Behavioral integrity captures the perceived alignment between an individual’s words and actions (Simons 2002). In a recently published article (Dikolli et al. 2020), my coauthors and I proposed a method of measuring the behavioral integrity of public company CEOs. Using this new measure, we show that auditors charge higher fees to companies led by CEOs with lower behavioral integrity. The critical data source in developing this measure of behavioral integrity is the letter written from the CEO to the company’s shareholders each year as part of the annual report.
To expand our understanding of how CEOs’ behavioral integrity impacts their companies and their stakeholders, we need to extend our database of shareholder letters. While the letters can be obtained from various sources, we want to start by analyzing the letters made available recently by the Yale Library’s acquisition of API access to Mergent Online’s database of annual reports. The Library has secured access to this database via API, and we are looking for help in downloading and extracting the shareholder letters from these annual reports. Once the database of shareholder letters has been expanded, we will update our behavioral integrity data and also investigate the content of the letters to examine the narratives employed by CEOs and how these relate to firm-specific and macroeconomic trends.

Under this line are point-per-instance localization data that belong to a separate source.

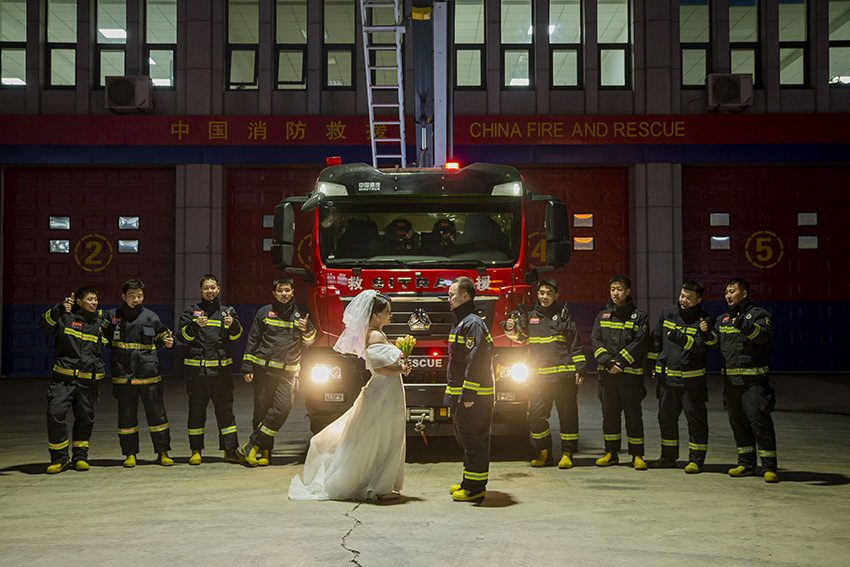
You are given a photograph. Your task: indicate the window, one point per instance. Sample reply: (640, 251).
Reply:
(694, 42)
(839, 42)
(291, 44)
(160, 41)
(61, 43)
(111, 38)
(793, 49)
(613, 28)
(743, 37)
(469, 44)
(565, 52)
(517, 35)
(339, 44)
(13, 46)
(243, 38)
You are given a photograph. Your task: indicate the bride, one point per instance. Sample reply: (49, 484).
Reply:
(360, 456)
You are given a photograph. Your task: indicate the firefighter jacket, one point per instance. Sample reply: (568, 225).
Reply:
(133, 336)
(208, 346)
(678, 347)
(275, 339)
(744, 333)
(554, 345)
(79, 338)
(470, 372)
(621, 336)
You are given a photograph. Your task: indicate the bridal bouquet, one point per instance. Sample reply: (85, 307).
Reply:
(405, 345)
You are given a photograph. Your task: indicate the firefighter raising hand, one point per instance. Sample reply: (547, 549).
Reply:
(302, 323)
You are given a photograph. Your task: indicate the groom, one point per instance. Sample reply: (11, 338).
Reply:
(470, 390)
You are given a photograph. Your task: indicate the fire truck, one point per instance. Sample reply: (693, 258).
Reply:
(408, 233)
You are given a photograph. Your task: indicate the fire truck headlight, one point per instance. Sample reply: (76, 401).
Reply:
(320, 374)
(519, 372)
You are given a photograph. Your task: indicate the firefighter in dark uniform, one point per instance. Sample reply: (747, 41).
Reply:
(556, 369)
(77, 326)
(272, 362)
(471, 390)
(679, 350)
(134, 332)
(744, 337)
(620, 341)
(209, 330)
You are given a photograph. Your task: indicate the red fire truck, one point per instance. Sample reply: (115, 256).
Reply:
(408, 233)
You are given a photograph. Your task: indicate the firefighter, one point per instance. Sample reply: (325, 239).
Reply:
(470, 391)
(271, 363)
(679, 350)
(209, 330)
(744, 339)
(556, 367)
(620, 340)
(77, 326)
(134, 332)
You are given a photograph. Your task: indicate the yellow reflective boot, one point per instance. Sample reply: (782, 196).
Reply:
(265, 457)
(608, 460)
(58, 467)
(463, 495)
(543, 460)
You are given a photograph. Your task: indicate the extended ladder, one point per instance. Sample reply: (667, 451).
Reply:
(386, 132)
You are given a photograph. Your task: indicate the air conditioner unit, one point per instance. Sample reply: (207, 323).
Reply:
(729, 92)
(129, 94)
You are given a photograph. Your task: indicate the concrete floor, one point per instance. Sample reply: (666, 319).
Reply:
(223, 514)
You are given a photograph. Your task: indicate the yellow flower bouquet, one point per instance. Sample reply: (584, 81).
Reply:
(405, 345)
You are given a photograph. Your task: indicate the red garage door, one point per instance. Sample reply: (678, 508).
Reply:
(68, 227)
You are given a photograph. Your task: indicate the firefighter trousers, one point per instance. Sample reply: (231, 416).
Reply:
(622, 393)
(672, 400)
(205, 384)
(562, 390)
(749, 409)
(273, 393)
(472, 431)
(128, 418)
(80, 396)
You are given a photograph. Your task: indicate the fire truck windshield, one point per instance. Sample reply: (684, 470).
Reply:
(420, 232)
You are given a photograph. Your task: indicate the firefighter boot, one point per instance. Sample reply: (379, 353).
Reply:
(608, 460)
(742, 471)
(58, 467)
(463, 495)
(544, 460)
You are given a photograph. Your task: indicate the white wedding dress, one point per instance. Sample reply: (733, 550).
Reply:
(361, 455)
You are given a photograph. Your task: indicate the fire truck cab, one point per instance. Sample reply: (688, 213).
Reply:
(408, 233)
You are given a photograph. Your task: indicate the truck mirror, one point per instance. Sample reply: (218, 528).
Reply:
(557, 222)
(284, 224)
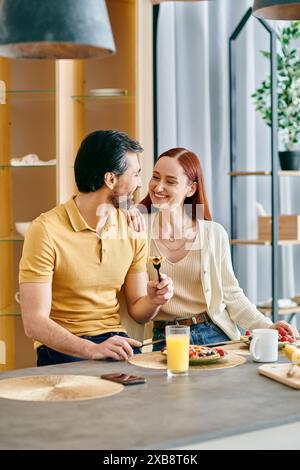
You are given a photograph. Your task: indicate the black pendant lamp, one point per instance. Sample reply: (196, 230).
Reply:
(55, 29)
(277, 9)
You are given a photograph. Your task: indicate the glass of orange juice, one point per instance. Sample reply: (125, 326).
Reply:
(178, 341)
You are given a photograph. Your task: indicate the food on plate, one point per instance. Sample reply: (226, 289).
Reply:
(156, 260)
(201, 352)
(292, 353)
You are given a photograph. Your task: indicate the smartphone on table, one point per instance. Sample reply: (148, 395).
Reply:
(124, 379)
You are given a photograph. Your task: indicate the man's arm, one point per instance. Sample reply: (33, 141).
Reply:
(144, 300)
(36, 301)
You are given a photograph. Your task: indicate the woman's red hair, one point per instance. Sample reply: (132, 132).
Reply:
(193, 170)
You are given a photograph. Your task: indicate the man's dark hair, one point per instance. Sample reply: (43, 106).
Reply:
(99, 153)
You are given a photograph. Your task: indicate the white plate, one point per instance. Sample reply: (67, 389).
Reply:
(282, 303)
(108, 92)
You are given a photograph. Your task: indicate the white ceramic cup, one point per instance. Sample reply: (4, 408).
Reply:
(17, 297)
(264, 345)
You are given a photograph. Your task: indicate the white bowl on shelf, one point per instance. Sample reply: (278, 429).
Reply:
(21, 227)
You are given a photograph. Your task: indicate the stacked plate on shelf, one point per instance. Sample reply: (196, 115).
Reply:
(108, 92)
(282, 303)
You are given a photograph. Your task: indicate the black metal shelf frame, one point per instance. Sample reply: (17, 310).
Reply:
(274, 149)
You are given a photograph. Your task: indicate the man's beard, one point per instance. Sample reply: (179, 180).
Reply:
(122, 202)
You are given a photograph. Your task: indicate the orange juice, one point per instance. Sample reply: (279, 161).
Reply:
(178, 353)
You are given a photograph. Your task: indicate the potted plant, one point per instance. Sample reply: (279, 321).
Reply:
(288, 77)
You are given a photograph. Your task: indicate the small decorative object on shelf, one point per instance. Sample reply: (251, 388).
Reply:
(22, 227)
(108, 92)
(288, 78)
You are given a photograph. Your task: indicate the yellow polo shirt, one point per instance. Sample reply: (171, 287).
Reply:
(86, 271)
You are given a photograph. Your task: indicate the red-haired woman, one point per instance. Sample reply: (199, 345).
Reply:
(196, 254)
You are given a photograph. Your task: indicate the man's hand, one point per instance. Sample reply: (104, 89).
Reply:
(117, 347)
(288, 328)
(161, 292)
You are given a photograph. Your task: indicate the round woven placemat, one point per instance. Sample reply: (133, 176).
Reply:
(156, 360)
(57, 388)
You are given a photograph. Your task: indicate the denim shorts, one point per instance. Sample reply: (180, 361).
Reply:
(48, 357)
(203, 333)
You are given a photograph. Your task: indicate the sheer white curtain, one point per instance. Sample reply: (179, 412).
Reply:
(193, 112)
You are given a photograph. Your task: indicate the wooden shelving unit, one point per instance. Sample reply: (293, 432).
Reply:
(264, 242)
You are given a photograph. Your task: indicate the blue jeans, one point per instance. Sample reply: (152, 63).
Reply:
(48, 357)
(204, 333)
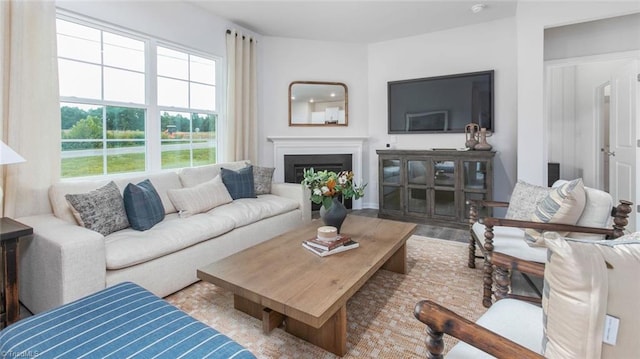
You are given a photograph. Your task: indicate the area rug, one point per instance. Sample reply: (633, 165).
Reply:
(379, 316)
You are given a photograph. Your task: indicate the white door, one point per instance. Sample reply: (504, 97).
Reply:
(623, 138)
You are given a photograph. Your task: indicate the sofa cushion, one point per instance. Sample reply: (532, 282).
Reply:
(248, 210)
(585, 280)
(193, 176)
(563, 204)
(262, 178)
(101, 210)
(130, 247)
(239, 183)
(524, 200)
(526, 330)
(200, 198)
(143, 205)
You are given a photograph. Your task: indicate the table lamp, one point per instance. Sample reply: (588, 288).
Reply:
(8, 156)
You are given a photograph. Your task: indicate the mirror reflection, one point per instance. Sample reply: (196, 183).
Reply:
(318, 104)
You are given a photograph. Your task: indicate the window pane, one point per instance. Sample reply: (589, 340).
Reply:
(123, 52)
(204, 139)
(79, 79)
(78, 42)
(203, 70)
(81, 122)
(123, 86)
(203, 97)
(125, 156)
(80, 164)
(173, 93)
(173, 64)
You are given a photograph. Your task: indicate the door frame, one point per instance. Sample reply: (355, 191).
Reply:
(574, 61)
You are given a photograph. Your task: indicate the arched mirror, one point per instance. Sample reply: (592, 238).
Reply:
(318, 104)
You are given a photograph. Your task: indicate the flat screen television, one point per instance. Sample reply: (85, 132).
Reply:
(442, 104)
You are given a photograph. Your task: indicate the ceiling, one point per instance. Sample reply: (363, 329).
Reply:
(354, 21)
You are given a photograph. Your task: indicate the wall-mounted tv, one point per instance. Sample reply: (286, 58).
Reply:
(442, 104)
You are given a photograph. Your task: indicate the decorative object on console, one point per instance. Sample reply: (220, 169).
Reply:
(482, 141)
(471, 133)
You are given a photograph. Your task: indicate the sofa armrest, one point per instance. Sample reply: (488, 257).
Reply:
(296, 192)
(59, 263)
(440, 321)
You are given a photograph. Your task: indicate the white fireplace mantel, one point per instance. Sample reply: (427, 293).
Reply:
(313, 145)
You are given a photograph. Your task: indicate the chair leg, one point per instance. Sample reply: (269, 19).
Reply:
(472, 251)
(488, 267)
(503, 282)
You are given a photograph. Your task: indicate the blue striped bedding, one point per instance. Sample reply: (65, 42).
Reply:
(122, 321)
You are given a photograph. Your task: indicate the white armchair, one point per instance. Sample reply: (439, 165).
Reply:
(588, 214)
(586, 283)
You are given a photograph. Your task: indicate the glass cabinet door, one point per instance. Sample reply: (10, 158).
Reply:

Requisite Skills and Qualifications:
Experience with programmatically accessing data from APIs (e.g., using Perl/Python/Postman to access data from a SOAP API), for downloading large numbers of documents and maintaining a database of identifying data corresponding to each downloaded document. Some experience with using Perl or Python for textual analysis / natural language processing would be useful, along with experience extracting particular pages of a PDF and converting PDF documents to plain text. Some familiarity with the SEC’s document database (EDGAR) would also be useful, although this is not required.